Sono alcune delle disposizioni in materia di giochi contenute nell’articolo 6 della bozza della “manovrina“. Si legge che “La misura del prelievo erariale unico (Preu, ndb) sugli apparecchi di cui all’articolo 110, comma 6, lettera a), del testo unico di cui al regio decreto 18 giugno 1931, n. 773, e successive modificazioni, è fissata in misura pari al 18,5% dell’ammontare delle somme giocate. La misura del prelievo erariale unico sugli apparecchi di cui all’articolo 110, comma 6, lettera b), del testo unico di cui al regio decreto 18 giugno 1931, n. 773, e successive modificazioni, è fissata in misura pari al 6% dell’ammontare delle somme giocate”.

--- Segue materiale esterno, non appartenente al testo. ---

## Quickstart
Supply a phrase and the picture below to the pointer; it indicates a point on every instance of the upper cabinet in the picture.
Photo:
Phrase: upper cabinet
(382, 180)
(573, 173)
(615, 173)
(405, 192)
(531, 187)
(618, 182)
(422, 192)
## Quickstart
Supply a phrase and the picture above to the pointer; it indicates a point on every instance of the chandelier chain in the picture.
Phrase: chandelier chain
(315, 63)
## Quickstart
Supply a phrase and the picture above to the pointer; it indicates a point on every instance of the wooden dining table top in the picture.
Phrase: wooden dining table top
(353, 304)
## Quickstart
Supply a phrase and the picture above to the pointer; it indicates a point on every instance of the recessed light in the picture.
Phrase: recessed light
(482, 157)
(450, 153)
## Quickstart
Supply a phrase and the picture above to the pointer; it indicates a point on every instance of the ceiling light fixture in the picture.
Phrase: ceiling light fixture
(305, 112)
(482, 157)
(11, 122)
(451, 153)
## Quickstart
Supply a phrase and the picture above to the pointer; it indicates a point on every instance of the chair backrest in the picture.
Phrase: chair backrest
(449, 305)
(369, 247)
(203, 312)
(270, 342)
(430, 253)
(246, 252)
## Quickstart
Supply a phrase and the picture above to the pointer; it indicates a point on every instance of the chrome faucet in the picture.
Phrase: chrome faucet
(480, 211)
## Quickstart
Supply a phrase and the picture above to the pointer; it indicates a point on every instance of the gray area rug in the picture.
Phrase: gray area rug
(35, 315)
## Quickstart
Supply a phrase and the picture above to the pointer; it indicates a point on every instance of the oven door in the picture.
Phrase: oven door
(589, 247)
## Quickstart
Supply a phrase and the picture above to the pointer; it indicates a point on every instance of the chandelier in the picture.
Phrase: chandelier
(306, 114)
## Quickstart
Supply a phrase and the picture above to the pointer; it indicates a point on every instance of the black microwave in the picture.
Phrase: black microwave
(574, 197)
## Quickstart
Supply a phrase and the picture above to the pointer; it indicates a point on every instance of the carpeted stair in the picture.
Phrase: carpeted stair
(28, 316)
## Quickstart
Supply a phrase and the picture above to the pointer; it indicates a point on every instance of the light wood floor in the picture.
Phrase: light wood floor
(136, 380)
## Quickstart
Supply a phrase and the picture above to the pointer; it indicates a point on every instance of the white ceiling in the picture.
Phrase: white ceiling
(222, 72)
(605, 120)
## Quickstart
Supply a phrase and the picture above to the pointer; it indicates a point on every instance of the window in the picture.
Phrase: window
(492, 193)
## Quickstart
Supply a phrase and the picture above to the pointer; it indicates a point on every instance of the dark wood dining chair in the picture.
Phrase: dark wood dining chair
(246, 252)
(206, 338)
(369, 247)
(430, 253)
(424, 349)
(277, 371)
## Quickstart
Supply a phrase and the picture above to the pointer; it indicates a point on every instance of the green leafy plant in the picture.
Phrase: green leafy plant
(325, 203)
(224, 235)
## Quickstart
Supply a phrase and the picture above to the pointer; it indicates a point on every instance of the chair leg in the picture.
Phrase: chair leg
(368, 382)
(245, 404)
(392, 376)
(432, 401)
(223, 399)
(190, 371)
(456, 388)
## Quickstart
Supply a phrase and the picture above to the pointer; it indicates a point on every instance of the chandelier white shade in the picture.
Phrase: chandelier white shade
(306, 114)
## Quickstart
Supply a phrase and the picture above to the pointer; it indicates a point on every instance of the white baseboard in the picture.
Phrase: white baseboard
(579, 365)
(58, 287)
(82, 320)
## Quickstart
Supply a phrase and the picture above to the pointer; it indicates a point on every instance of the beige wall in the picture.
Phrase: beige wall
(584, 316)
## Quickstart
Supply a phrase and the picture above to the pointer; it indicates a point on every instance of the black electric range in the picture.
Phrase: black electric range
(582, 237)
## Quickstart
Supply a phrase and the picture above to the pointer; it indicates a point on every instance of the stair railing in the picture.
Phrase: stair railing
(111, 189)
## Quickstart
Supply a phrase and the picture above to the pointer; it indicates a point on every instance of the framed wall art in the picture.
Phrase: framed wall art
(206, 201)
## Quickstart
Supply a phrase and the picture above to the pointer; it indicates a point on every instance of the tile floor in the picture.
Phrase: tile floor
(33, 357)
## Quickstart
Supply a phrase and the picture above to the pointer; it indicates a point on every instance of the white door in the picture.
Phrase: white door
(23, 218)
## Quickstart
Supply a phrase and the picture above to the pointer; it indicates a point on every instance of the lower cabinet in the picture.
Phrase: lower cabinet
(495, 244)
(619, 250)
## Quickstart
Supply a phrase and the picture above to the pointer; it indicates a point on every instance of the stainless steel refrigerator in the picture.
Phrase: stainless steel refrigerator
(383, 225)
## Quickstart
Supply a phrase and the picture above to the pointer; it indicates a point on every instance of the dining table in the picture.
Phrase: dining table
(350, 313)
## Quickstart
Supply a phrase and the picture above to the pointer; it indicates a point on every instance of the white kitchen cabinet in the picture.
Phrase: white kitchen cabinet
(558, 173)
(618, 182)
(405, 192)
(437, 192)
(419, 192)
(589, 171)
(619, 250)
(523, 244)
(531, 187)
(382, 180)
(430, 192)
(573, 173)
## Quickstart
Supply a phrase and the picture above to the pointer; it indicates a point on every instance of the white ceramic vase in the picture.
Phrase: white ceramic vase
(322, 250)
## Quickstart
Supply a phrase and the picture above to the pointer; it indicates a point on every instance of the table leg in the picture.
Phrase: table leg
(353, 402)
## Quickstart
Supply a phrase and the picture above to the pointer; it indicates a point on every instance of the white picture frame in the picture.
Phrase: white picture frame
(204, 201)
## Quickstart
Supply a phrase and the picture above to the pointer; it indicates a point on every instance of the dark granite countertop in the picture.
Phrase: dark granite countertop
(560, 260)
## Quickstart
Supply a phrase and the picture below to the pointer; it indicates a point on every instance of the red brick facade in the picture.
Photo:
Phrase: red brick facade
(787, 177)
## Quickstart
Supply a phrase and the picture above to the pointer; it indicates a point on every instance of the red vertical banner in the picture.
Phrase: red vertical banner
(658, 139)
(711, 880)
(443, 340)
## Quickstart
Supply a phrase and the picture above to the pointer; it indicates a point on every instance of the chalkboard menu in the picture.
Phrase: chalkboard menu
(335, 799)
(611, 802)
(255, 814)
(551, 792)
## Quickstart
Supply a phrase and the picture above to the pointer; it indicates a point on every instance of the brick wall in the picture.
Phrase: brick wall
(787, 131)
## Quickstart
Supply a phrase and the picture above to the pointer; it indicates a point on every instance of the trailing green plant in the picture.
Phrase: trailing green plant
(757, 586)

Raddoppia poi la tassa sulle vincite: “La ritenuta sulle vincite del lotto di cui all’articolo 30, quarto comma, del decreto del Presidente della Repubblica 29 settembre 1973, n. 600 è fissata al 12%.

E’ chiaro che il Governo, per rispondere alle richieste dell’UE, doveva mettere le mani nelle tasche di quei pochi settori ancora non in “rosso”. Tra questi c’è l’industria del gioco, che, come ho già sottolineato, è diventato un vero e proprio bancomat di natura pubblica. E’ il gioco d’azzardo infatti a contribuire, in misura importante (tra i 700 e gli 800 milioni di euro), alla costituzione di quella torta da 3,4 miliardi di euro, che ci chiede l’Europa. Adesso il timore è soprattutto per il prossimo ottobre, quando l’Italia dovrà versare la seconda parte (quella più consistente) di 20 miliardi di euro. Ancora una volta sarà l’industria del gioco a pagare?